By gbolade on Thursday, July 19th, 2018 in General. No Comments
The European Union (EU) on May 25, 2018, enacted a new regulation (GDPR) whose aim is to protect the data and information of different website users. The European continent had been looking for the solution to threats on cybersecurity and felt that a radical approach as to how information is managed is the panacea for the increasing wave of such threats.
The General Data Protection Regulation (GDPR) is a regulation that allows users to have complete control over their data. WordPress is taking a whole new dimension in 2018, and as a site administrator, you have to make sure that your site doesn’t flout these rules.
This article highlights the changes you can effect on your site to make it GDPR compliant. Let’s go.
What is GDPR?
As a site administrator, you have to tell users why you need their information. The GDPR is designed to provide better protection of personal data – or Personally Identifiable Information (PII) – to people living in the European Union. The GDPR imposes specific obligations on “controllers” or “processors” of personal data. Failure to meet these obligations can lead to major fines of up to €20m.
The European Union passed this regulation to affect everyone on the continent. However, this regulation has ripple effects on the rest of the world. Regardless of your location, as long as you collect information from someone in the borders of the EU, you are subject to this law. This is because you have information owned by the EU resident.
Here’s what you’ll be responsible for to ensure you are GDPR compliant:
- Tell the user: who you are, why you need their data, how long you are keeping the data and who has access to it.
- Get clear consent, before collecting the data.
- You must give users the ability to see their own data, download and delete permanently from your archives.
- In the event of a security breach, you let your users know about it.
GDPR and the WordPress Community
As plugin developers and site administrators, we are responsible for managing our sites well so users can manage their data. 30% of the internet runs on WordPress, therefore we need to do a lot. WordPress is a Content Management System that enables a massive flow of information between our sites and users. For WordPress admins, there is a website called GDPRWP that has been set up to provide plugin developers with a simple solution to ‘GDPR-validate’ their plugins.
For administrators, they also provide tools and overview to handle administrative duties as regards GDPR. You also get the chance to get into a Slack community that provides help and support to plugin developers and website administrators. Check out their website here.
What You Need To Do
Contact forms must explain a lot
Almost all websites have contact forms. This is the simplest way for visitors to contact you directly. For your forms to be GDPR compliant, you must state why you are asking for any information. Let’s say for example when the user is adding an email address or phone number, a pop-up that says, “This is how you will be contacted.” should come up. It helps to clarify your use of their information.
Another thing you need to add to your form is having a checkbox for users to confirm that they accept the terms of service for using your website and how they agree to be contacted. This is called UNBUNDLED OPT-IN. If you wish to send further marketing communications to the customer you must have different checkbox options for each type of marketing, whether it be by email, text or post.

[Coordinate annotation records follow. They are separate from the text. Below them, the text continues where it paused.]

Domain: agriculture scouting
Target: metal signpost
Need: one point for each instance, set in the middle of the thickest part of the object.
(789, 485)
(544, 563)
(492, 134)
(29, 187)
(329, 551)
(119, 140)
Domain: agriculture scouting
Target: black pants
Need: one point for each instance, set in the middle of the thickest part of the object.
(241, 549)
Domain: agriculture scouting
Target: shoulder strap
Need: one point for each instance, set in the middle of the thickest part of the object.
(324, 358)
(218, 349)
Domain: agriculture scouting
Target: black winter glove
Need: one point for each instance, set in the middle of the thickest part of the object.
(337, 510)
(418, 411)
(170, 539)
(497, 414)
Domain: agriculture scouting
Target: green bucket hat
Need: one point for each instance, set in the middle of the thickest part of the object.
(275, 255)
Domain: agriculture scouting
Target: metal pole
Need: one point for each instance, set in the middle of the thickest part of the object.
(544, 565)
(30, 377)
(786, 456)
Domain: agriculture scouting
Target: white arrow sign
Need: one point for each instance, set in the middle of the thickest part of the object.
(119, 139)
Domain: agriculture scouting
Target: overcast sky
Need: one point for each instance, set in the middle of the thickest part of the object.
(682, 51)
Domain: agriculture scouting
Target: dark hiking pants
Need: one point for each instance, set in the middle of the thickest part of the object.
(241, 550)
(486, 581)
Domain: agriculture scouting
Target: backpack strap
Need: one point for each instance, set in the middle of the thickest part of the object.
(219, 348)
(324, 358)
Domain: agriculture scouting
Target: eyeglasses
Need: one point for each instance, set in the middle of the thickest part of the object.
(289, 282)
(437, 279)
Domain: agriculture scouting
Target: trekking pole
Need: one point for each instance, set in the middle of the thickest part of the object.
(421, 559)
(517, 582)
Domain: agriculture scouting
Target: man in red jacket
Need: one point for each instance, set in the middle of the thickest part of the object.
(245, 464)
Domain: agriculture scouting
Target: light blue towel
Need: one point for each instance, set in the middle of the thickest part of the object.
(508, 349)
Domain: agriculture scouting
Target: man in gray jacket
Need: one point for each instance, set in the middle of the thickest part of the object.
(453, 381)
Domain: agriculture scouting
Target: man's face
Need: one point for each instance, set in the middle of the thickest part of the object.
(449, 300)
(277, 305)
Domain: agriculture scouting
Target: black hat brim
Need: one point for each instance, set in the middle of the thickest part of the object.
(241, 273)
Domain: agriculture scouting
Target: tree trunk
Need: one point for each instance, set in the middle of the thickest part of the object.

This boxes must be UNTICKED by default, so they have the option of choosing what they want. This is what is called a Granular Opt-In and is a key requirement of being GDPR compliant. For excellent user experience, the user of a website must know that they have the right to withdraw their consent as easily as they give it.
Ask for the bare minimum of information
A good rule of thumb is to ask for as little information as possible from your users. A lot of websites, forms, and plugins ask for a lot of information that is not really needed. Ask for the basics as GDPR states that you must be able to explain why you need a particular piece of information. If you are asking for their full names, tell them why.
GDPR has made asking information for “future use” or “just in case” not advisable, therefore the information you ask must be as explicit as possible.
Email marketing should be monitored
One of the major aims of GDPR is to ensure users or customers do not receive unsolicited emails, whether from companies they know or do not know. If customers decide to ignore these emails, they will be automatically unsubscribed. This has been welcomed by many who receive unsolicited emails from websites and their partners.
The regulation also ensures that website owners must only send out marketing material and information to users that have officially opted-in and make it easy to unsubscribe.
Be careful of the information you store on your website
For e-commerce websites that use payment gateways for financial transactions, being GDPR compliant is a must. This is because you may be collecting personal data before passing the details to the payment gateway. You need to modify your web processes to remove any personal information after a reasonable number of days, say 60 or 90 days. This is to ensure you can defend the storage of users’ PII if you are found culpable of violating GDPR regulations.
The WordPress community is hard at work helping website owners with GDPR opt-in and compliance. While the regulation is still relatively novel and still laced with some uncertainties, be rest assured that in the coming months, there will be many more options in your favourite plugins or extensions made by third parties.
To make your site compliant with GDPR regulations, make sure you’re transparent with people and follow the aforementioned guides.